Pilot wypuścił podwozie, powoli nadlatując nad wskazany punkt.

– Dobre miejsce na groby. Zmówiliście pacierze?

Jakby wbrew tym słowom, ciężki, prawie czterotonowy śmigłowiec siadł na skrawku osłoniętego terenu nadspodziewanie gładko. Nie czekając, aż silniki umilkną zupełnie, Soucamp otworzył tylne drzwi.

– Jaki mamy plan dnia? – spytał.

– Schodzimy do wraku. – Fargo niezgrabnie wyskoczył na zewnątrz. – Poradzi pan sobie z generatorem?

– Jasne! – Soucamp oparł się o ramię małego towarowego dźwigu przymocowanego do okapu kabiny. – Wyler weźmie resztę i pójdzie za panem.

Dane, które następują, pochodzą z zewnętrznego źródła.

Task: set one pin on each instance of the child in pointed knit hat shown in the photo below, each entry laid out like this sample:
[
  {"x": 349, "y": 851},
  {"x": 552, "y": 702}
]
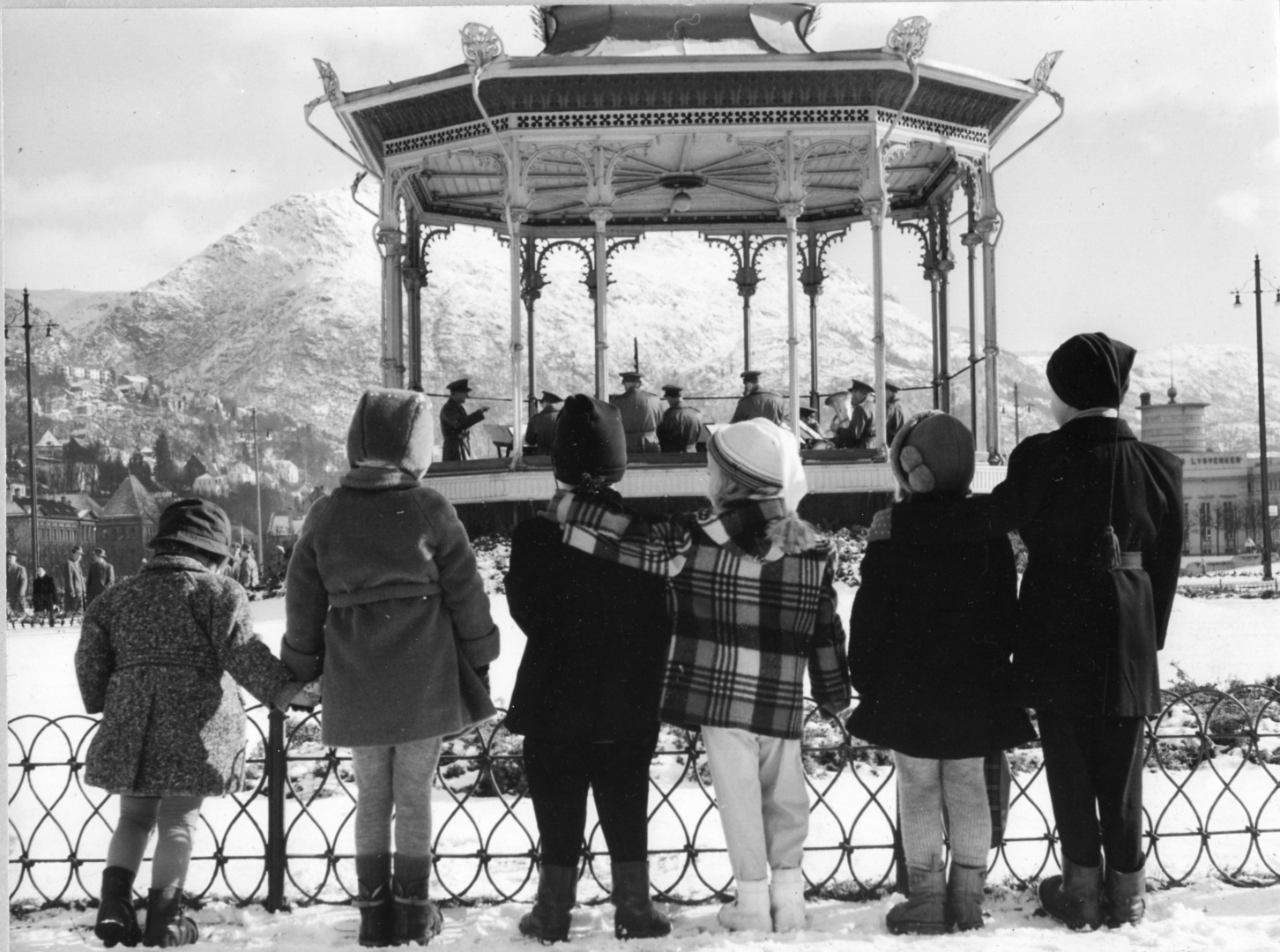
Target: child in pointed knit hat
[
  {"x": 754, "y": 606},
  {"x": 929, "y": 640},
  {"x": 383, "y": 599}
]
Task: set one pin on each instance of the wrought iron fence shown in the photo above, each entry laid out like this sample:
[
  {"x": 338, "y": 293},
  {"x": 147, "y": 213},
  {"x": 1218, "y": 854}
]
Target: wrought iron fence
[{"x": 1212, "y": 805}]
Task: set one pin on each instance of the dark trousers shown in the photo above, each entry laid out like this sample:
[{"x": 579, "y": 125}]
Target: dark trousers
[
  {"x": 1093, "y": 765},
  {"x": 617, "y": 772}
]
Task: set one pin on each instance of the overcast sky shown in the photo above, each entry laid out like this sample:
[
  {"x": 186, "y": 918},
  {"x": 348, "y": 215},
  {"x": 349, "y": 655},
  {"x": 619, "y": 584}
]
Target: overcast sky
[{"x": 136, "y": 138}]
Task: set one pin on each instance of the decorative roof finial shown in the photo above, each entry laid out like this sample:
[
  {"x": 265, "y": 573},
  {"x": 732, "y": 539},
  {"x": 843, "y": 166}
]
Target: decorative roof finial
[
  {"x": 908, "y": 37},
  {"x": 480, "y": 45}
]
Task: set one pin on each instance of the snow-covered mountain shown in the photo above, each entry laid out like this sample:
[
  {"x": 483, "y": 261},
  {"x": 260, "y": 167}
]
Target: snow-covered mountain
[{"x": 285, "y": 314}]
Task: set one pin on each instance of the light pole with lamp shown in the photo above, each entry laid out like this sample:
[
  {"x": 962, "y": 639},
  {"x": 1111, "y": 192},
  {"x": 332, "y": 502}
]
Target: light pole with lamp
[
  {"x": 1262, "y": 417},
  {"x": 31, "y": 422}
]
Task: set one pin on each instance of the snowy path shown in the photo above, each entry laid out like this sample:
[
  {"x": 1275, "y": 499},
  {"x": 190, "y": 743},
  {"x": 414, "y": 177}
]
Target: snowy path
[{"x": 1203, "y": 917}]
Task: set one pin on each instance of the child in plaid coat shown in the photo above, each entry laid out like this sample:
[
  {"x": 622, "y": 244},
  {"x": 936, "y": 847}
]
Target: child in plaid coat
[{"x": 753, "y": 606}]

Gramolący się przez przednie drzwi pilot nie miał zbyt szczęśliwej miny. Fargo skinął głową. Z niemałym trudem przymocował sobie do pleców przenośny transformator i podniósł skrzynkę z narzędziami. Wylądowali niewiele ponad sto metrów od wraku, ale nawet nie przypuszczał, że droga okaże się tak ciężka. Już po kilkunastu krokach w mrocznym, gorącym i wilgotnym dziewiczym lesie czuł, że pot płynie z niego wszystkimi porami ciała. Ciężar oporządzenia, zdawało się, wgniatał go w błotniste poszycie, nie pozwalając na przekroczenie wystających z ziemi śliskich korzeni. Sytuacja idącego z tyłu Wylera była jeszcze gorsza. Nie dość, że niósł ogromne, ważące dwadzieścia pięć kilogramów nożyce do cięcia metalu, to musiał jeszcze rozwijać dwa grube kable. Klął siarczyście przy każdym kroku, potykając się co i rusz, i zatrzymując dla znalezienia łatwiejszego przejścia. Nagle stanął jak wryty.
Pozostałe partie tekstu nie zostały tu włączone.